SQL Course

Structured Query Language

Structured Query Language, often abbreviated SQL is a normalized language to process queries on a relational database. It's based on a "model" that you defined. If you need something flexible, you should look at NoSQL databases.

Relational databases are provided by a Database management system DBMS (Système de gestion de base de données (SGBD)). You will need one to manage your databases among

  • Oracle
  • PostgreSQL
  • MariaDB
  • MySQL
  • SQLite
  • ...

You need to install one, to continue this course. Please, refer to your DBMS documentation 🤓. A temporary solution might be to use SQLiteOnline (🙄).

ENSIIE students got a some notes in the WEB section to use our school database.

SQL 89/92: Both SQL-89 and SQL-92 are quite used. There is one major difference: what we call "JOIN clauses" are not available in SQL-89.


Relational model

In the second screen, you can see the usual representation of your data in a database. This is literally an Excel table with rows, columns, and entries. In the first screen, this is the UML representation, that we use when creating a database from specifications (see relational modeling).

https://cdn.jsdelivr.net/gh/lgs-games/memorize/info/sql/./images/table_modeling.png

https://cdn.jsdelivr.net/gh/lgs-games/memorize/info/sql/./images/table_view.png

Some vocabulary

Element Name (UML) Name (DBMS) Note
Customer Class Table
id, name, age, gender Attributes Attributes/Variables (=columns)
(1, "Luna", 18, "Woman"), ... Objects Tuples/Records (=rows). We are saying "tuples" in French too.
id Identifiers
(Keys, but this is a mistake)
Keys A primary key is a set of one or more attributes.
We can find a row in a table, given its values in the primary key.
The primary key as a whole is unique and not-null.
This is used to reference a tuple in another table (Foreign key).
Usually, we are using an artificial key
which is incrementing (+=1) each time we are adding a row.
Here, given "id=1", we know we are talking of "(1, Luna, ...)".
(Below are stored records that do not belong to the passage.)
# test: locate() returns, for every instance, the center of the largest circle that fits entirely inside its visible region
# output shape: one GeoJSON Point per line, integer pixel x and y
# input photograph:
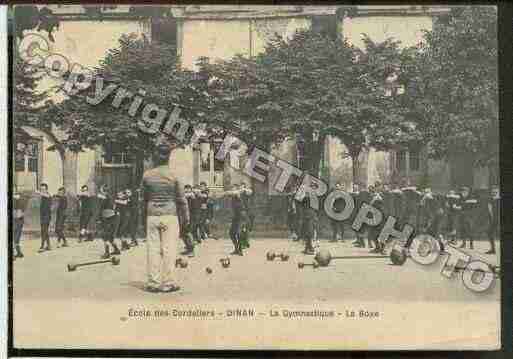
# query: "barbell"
{"type": "Point", "coordinates": [181, 263]}
{"type": "Point", "coordinates": [73, 266]}
{"type": "Point", "coordinates": [272, 255]}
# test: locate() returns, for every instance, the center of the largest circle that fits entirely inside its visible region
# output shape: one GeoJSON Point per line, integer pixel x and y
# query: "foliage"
{"type": "Point", "coordinates": [451, 84]}
{"type": "Point", "coordinates": [135, 65]}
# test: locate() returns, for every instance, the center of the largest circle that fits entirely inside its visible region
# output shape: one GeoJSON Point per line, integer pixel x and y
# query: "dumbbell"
{"type": "Point", "coordinates": [181, 263]}
{"type": "Point", "coordinates": [73, 266]}
{"type": "Point", "coordinates": [272, 255]}
{"type": "Point", "coordinates": [301, 265]}
{"type": "Point", "coordinates": [225, 262]}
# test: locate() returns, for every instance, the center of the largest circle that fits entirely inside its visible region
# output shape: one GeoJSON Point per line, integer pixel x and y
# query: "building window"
{"type": "Point", "coordinates": [410, 160]}
{"type": "Point", "coordinates": [414, 160]}
{"type": "Point", "coordinates": [116, 155]}
{"type": "Point", "coordinates": [27, 158]}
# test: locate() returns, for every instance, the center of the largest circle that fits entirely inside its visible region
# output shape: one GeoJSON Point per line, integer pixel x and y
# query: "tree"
{"type": "Point", "coordinates": [451, 85]}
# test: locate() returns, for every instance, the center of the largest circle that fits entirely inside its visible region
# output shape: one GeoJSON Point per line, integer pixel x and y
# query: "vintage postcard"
{"type": "Point", "coordinates": [236, 177]}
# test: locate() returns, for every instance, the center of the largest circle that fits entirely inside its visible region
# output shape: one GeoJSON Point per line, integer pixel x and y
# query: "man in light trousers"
{"type": "Point", "coordinates": [165, 201]}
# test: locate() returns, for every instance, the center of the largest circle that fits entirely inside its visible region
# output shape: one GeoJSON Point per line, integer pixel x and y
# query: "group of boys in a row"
{"type": "Point", "coordinates": [452, 215]}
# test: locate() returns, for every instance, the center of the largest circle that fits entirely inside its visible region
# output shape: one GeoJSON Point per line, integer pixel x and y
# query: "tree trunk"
{"type": "Point", "coordinates": [493, 174]}
{"type": "Point", "coordinates": [69, 171]}
{"type": "Point", "coordinates": [312, 153]}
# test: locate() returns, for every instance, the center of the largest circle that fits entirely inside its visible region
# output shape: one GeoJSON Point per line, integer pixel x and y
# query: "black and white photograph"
{"type": "Point", "coordinates": [255, 177]}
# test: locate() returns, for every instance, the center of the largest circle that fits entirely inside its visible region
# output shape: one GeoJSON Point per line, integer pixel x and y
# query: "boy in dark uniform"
{"type": "Point", "coordinates": [62, 205]}
{"type": "Point", "coordinates": [451, 200]}
{"type": "Point", "coordinates": [123, 219]}
{"type": "Point", "coordinates": [204, 212]}
{"type": "Point", "coordinates": [467, 206]}
{"type": "Point", "coordinates": [494, 206]}
{"type": "Point", "coordinates": [108, 221]}
{"type": "Point", "coordinates": [195, 205]}
{"type": "Point", "coordinates": [410, 208]}
{"type": "Point", "coordinates": [388, 200]}
{"type": "Point", "coordinates": [186, 227]}
{"type": "Point", "coordinates": [45, 216]}
{"type": "Point", "coordinates": [133, 214]}
{"type": "Point", "coordinates": [338, 206]}
{"type": "Point", "coordinates": [18, 218]}
{"type": "Point", "coordinates": [239, 220]}
{"type": "Point", "coordinates": [309, 225]}
{"type": "Point", "coordinates": [85, 206]}
{"type": "Point", "coordinates": [397, 202]}
{"type": "Point", "coordinates": [292, 215]}
{"type": "Point", "coordinates": [247, 199]}
{"type": "Point", "coordinates": [373, 231]}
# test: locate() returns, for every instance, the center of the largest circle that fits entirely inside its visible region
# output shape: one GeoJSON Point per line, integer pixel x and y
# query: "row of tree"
{"type": "Point", "coordinates": [441, 94]}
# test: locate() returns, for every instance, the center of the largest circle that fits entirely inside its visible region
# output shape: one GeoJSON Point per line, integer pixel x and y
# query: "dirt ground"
{"type": "Point", "coordinates": [104, 306]}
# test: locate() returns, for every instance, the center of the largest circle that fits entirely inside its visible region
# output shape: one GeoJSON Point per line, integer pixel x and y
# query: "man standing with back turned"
{"type": "Point", "coordinates": [165, 201]}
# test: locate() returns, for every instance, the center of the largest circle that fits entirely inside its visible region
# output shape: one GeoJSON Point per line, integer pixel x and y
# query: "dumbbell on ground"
{"type": "Point", "coordinates": [272, 255]}
{"type": "Point", "coordinates": [73, 266]}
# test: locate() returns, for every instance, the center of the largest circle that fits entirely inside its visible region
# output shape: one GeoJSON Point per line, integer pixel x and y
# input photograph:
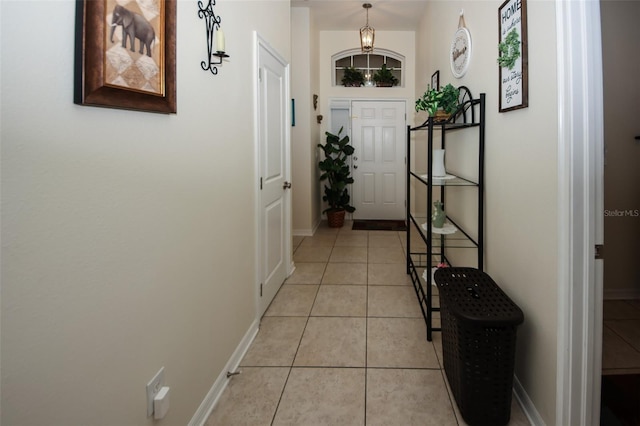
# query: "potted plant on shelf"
{"type": "Point", "coordinates": [384, 77]}
{"type": "Point", "coordinates": [352, 77]}
{"type": "Point", "coordinates": [440, 104]}
{"type": "Point", "coordinates": [336, 171]}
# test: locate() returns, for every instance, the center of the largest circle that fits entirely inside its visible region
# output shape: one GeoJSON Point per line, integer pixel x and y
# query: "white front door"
{"type": "Point", "coordinates": [274, 169]}
{"type": "Point", "coordinates": [378, 163]}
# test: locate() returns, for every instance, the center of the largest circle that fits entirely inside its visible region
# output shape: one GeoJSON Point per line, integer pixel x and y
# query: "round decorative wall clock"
{"type": "Point", "coordinates": [460, 54]}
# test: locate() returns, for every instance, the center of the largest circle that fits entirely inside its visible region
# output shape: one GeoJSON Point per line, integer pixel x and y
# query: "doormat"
{"type": "Point", "coordinates": [379, 225]}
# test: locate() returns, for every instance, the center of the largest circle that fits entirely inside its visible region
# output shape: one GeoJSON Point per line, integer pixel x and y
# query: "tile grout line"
{"type": "Point", "coordinates": [275, 412]}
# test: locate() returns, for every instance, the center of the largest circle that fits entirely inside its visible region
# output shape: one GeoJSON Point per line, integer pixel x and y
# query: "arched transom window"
{"type": "Point", "coordinates": [367, 64]}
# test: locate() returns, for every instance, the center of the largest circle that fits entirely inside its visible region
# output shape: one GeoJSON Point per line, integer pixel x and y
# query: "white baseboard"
{"type": "Point", "coordinates": [206, 407]}
{"type": "Point", "coordinates": [526, 404]}
{"type": "Point", "coordinates": [621, 294]}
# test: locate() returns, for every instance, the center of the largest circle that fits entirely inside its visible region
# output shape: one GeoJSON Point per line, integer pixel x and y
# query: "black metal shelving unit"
{"type": "Point", "coordinates": [426, 249]}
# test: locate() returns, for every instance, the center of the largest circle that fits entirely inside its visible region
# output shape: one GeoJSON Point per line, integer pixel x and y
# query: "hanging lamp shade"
{"type": "Point", "coordinates": [367, 34]}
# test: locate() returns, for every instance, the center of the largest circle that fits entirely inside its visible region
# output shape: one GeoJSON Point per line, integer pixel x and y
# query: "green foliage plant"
{"type": "Point", "coordinates": [335, 170]}
{"type": "Point", "coordinates": [433, 100]}
{"type": "Point", "coordinates": [509, 50]}
{"type": "Point", "coordinates": [384, 76]}
{"type": "Point", "coordinates": [352, 77]}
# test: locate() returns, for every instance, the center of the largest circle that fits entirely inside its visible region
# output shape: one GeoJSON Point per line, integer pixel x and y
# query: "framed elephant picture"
{"type": "Point", "coordinates": [126, 54]}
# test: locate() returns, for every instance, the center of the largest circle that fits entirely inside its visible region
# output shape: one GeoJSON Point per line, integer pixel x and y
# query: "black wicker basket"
{"type": "Point", "coordinates": [479, 324]}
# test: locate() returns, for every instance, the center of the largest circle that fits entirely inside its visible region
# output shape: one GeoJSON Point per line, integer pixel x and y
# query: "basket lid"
{"type": "Point", "coordinates": [471, 295]}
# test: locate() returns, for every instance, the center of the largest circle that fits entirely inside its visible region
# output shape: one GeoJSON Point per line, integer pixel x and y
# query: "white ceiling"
{"type": "Point", "coordinates": [385, 15]}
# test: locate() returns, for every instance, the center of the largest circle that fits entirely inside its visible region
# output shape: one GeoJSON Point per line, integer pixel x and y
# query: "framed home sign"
{"type": "Point", "coordinates": [126, 54]}
{"type": "Point", "coordinates": [513, 60]}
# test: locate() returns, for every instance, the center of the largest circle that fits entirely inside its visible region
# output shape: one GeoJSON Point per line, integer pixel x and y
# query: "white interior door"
{"type": "Point", "coordinates": [378, 164]}
{"type": "Point", "coordinates": [273, 168]}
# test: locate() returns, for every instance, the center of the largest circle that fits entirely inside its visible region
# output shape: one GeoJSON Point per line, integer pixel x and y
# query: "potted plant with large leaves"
{"type": "Point", "coordinates": [440, 104]}
{"type": "Point", "coordinates": [335, 170]}
{"type": "Point", "coordinates": [352, 77]}
{"type": "Point", "coordinates": [384, 77]}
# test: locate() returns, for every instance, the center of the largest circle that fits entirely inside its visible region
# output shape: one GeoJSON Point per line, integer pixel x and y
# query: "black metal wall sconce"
{"type": "Point", "coordinates": [212, 21]}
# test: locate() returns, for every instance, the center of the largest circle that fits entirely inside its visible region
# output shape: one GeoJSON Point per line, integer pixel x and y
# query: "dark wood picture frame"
{"type": "Point", "coordinates": [91, 87]}
{"type": "Point", "coordinates": [435, 80]}
{"type": "Point", "coordinates": [513, 86]}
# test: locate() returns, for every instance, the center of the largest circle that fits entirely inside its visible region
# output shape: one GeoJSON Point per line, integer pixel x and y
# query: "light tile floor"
{"type": "Point", "coordinates": [343, 343]}
{"type": "Point", "coordinates": [621, 337]}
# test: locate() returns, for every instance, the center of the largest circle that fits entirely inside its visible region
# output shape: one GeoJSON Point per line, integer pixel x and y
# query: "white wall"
{"type": "Point", "coordinates": [521, 175]}
{"type": "Point", "coordinates": [305, 134]}
{"type": "Point", "coordinates": [127, 237]}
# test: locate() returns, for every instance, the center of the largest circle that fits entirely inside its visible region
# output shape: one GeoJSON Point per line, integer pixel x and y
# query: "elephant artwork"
{"type": "Point", "coordinates": [134, 26]}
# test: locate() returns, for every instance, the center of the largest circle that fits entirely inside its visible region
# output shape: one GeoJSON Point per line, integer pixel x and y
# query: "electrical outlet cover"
{"type": "Point", "coordinates": [153, 387]}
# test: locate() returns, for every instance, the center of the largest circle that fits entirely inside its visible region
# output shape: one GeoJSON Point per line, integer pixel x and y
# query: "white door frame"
{"type": "Point", "coordinates": [580, 212]}
{"type": "Point", "coordinates": [260, 42]}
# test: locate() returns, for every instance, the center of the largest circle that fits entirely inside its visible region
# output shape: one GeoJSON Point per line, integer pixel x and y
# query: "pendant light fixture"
{"type": "Point", "coordinates": [367, 34]}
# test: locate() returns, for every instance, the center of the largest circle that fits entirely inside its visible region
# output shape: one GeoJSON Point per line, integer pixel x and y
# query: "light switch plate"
{"type": "Point", "coordinates": [153, 387]}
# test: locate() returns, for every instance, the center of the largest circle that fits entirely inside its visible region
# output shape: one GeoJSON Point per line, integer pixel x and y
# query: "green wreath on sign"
{"type": "Point", "coordinates": [509, 50]}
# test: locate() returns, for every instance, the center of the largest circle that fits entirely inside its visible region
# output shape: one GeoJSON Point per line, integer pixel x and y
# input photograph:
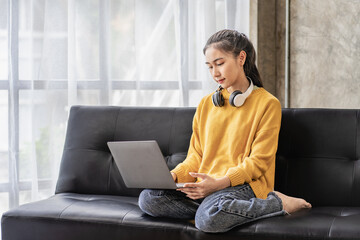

Note: I know that the class's name "customer" should start with an uppercase, as every class should. I should also add something before/after id (as many classes may have an attribute id, so I won't have to prefix it), and I should add something before/after name (as name is a reserved keyword otherwise, I may have to escape it later), for instance: c_id and c_name.


Zest of knowledge

Request

This is a statement in which you are using clauses to do something on the database. A request must ends with a ; (unless this is a simple request).

Clause

This is the keywords SELECT, FROM, ... that are making a SQL request. Clauses are optional aside SELECT (even FROM is optional, when selecting a value/function). The clauses

  • are declared in THIS order: SELECT > FROM > WHERE > GROUP BY > HAVING > ORDER BY > LIMIT
  • executed in THIS order: FROM > WHERE > GROUP BY > HAVING > SELECT > ORDER BY > LIMIT

Schema

To make it simple, this is a table storing data. Some are saying this is a library of databases. To call a table in a schema, do schema.table.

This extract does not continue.